The biggies for me were:

(1) In the Vostok data, the CO2 rose 800 years after the temperature rose --
same for going down. So, CO2 didn't cause the temperature; instead something
else caused the temperature (the movie claims sub spots) and the temperature
caused the CO2. Seems pretty solid.

(2) Since year 1000, through The Little Ice Age and during the cooling from
1940 to 1975 or wherever it was, I could take seriously the sun spot
explanation and not believe the CO2 explanation.

For cosmic rays going back hundreds of thousands or millions of years, they
were not clear on just how they measured that. We have suspect some isotopes
and their decay products. It would have been better to have been clear on
that.

For me, the main point was that CO2 is essentially irrelevant. That's
important. That the sun spots make a better explanation is clear from the
graphs, but that stuff about the solar wind blocking the cosmic rays that
would create water droplets and, thus, clouds could use a lot of detail.
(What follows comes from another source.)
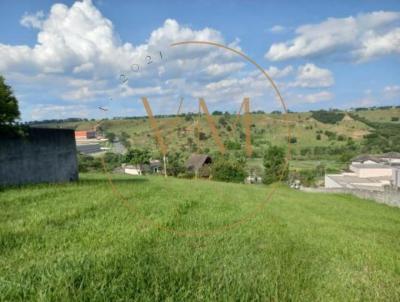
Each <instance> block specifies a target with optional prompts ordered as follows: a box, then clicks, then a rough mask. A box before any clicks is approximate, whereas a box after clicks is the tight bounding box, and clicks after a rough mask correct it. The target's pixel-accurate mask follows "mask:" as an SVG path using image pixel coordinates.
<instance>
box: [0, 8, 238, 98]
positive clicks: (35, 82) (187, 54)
mask: <svg viewBox="0 0 400 302" xmlns="http://www.w3.org/2000/svg"><path fill="white" fill-rule="evenodd" d="M21 24H22V25H23V26H27V27H33V28H36V29H38V30H39V32H38V36H37V42H36V44H35V45H34V46H33V47H30V46H27V45H16V46H14V45H7V44H1V43H0V58H1V60H0V72H1V73H4V74H6V76H7V77H14V78H17V77H18V76H16V75H20V76H19V77H20V78H21V77H23V78H24V81H25V82H29V80H31V83H32V86H33V84H34V85H35V87H42V88H44V89H45V87H46V86H48V85H49V84H51V86H52V87H51V88H52V89H53V90H54V88H57V87H56V86H58V88H59V89H58V90H59V94H58V96H59V97H60V98H61V99H63V100H71V101H77V100H82V101H90V100H96V98H100V97H102V96H109V94H110V93H115V94H116V95H117V96H119V97H127V96H136V95H138V94H140V93H147V92H153V93H156V92H157V91H158V94H160V92H159V91H160V89H161V91H164V92H165V91H167V90H168V88H169V87H168V86H166V87H165V86H164V87H162V86H160V83H159V82H160V81H161V82H163V81H165V80H166V79H173V78H179V77H182V76H184V77H185V79H187V80H188V81H203V82H204V81H214V80H220V79H221V77H222V76H226V75H228V74H230V73H233V72H237V71H240V70H241V69H242V68H243V67H244V66H245V64H244V63H243V62H242V61H241V62H239V58H238V57H237V56H235V55H233V54H231V53H227V52H226V51H225V52H224V51H222V50H220V49H216V48H211V47H207V46H203V45H200V46H179V47H170V44H171V43H173V42H177V41H185V40H206V41H214V42H218V43H222V44H225V41H224V38H223V36H222V34H221V33H220V32H218V31H216V30H214V29H212V28H203V29H200V30H193V29H191V28H189V27H187V26H183V25H180V24H179V23H178V22H177V21H175V20H172V19H167V20H165V22H164V24H162V26H161V27H159V28H157V29H156V30H154V31H153V32H152V33H151V34H150V35H149V38H148V39H147V40H146V42H145V43H143V44H140V45H136V46H135V45H133V44H131V43H124V42H122V41H121V40H120V38H119V36H118V34H117V33H116V32H115V30H114V27H113V24H112V22H111V21H110V20H109V19H107V18H105V17H104V16H103V15H102V14H101V12H100V11H99V10H98V9H97V8H96V7H95V6H94V5H93V3H92V1H90V0H83V1H81V2H75V3H74V4H73V5H72V6H70V7H68V6H66V5H64V4H54V5H53V6H52V7H51V9H50V12H49V13H48V14H46V15H45V14H44V13H43V12H38V13H36V14H25V15H24V16H23V17H22V19H21ZM71 24H73V26H71ZM229 45H230V46H231V47H234V48H236V49H240V46H239V40H237V39H236V40H234V41H233V42H231V43H229ZM160 51H162V56H163V57H162V58H161V54H160V53H159V52H160ZM149 55H150V56H151V57H152V58H151V60H152V62H153V63H152V64H146V63H147V62H148V61H149V58H146V56H149ZM157 62H161V63H158V64H157ZM133 64H139V65H140V71H139V72H132V70H131V67H132V66H133ZM121 73H124V74H126V75H127V77H128V78H129V82H128V83H127V84H126V87H125V88H122V89H121V87H120V84H121V83H119V81H118V78H119V76H120V74H121ZM49 77H50V78H51V82H49ZM74 79H76V81H75V82H74V81H73V80H74ZM40 81H41V82H40ZM76 83H79V85H78V86H77V85H75V84H76ZM151 86H152V87H154V89H153V90H151V89H150V90H149V87H151ZM157 87H158V88H157ZM160 87H161V88H160ZM16 88H18V87H16Z"/></svg>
Also, for people who do understand the greenhouse effect, their presentation
was maybe correct if put a lot of weight on just one word they used at one
point, but, really, their graph missed a biggie point: The visible sun light
can reach the ground and heat it, and, then, the ground radiates like a Planck
black body in the infrared, and it's that infrared that CO2 can absorb. That
is, the CO2 can't absorb the visible. E.g., to see this, just exhale and
observe that the CO2 is invisible. But it's not invisible in the infrared.
That is, if look at their diagram, one could ask how the light was able to get
through the atmosphere and to the ground but, then, bounce off the ground and
get captured by CO2 on the way out? Well, the light didn't really bounce off
the ground. Instead the visible light warmed the ground which radiated in the
infrared. Okay.

My ugrad physics prof was big on infrared radiography, and I took his course.
Arguing the details of the greenhouse effect could be a lot of work. Given
that the CO2 levels don't fit the temperature levels well, to heck with
working so hard on those details.

The Wunsch remark does seem to lead to a clarification of the rising CO2
concentration: That is, since CO2 from humans is such a tiny fraction of CO2
sources, how come more human activity has led to significantly higher levels
of CO2? Well, apparently the answer would be that the warming was caused by
sun spots; the ocean warmed; and CO2 was not from humans but from the warmer
ocean. Some numbers would be nice to have.

It's is good to see an explanation that doesn't require us to solve the
Navier-Stokes equations each picosecond for each cubic nanometer for decades
into the future!

At this point, an awful lot of people for various reasons will have a heck of
a time accepting that CO2 has nothing to do with climate change and then a
harder time accepting that sun spots are really the answer, from the present,
going way back, millions of years. But the issue is very important.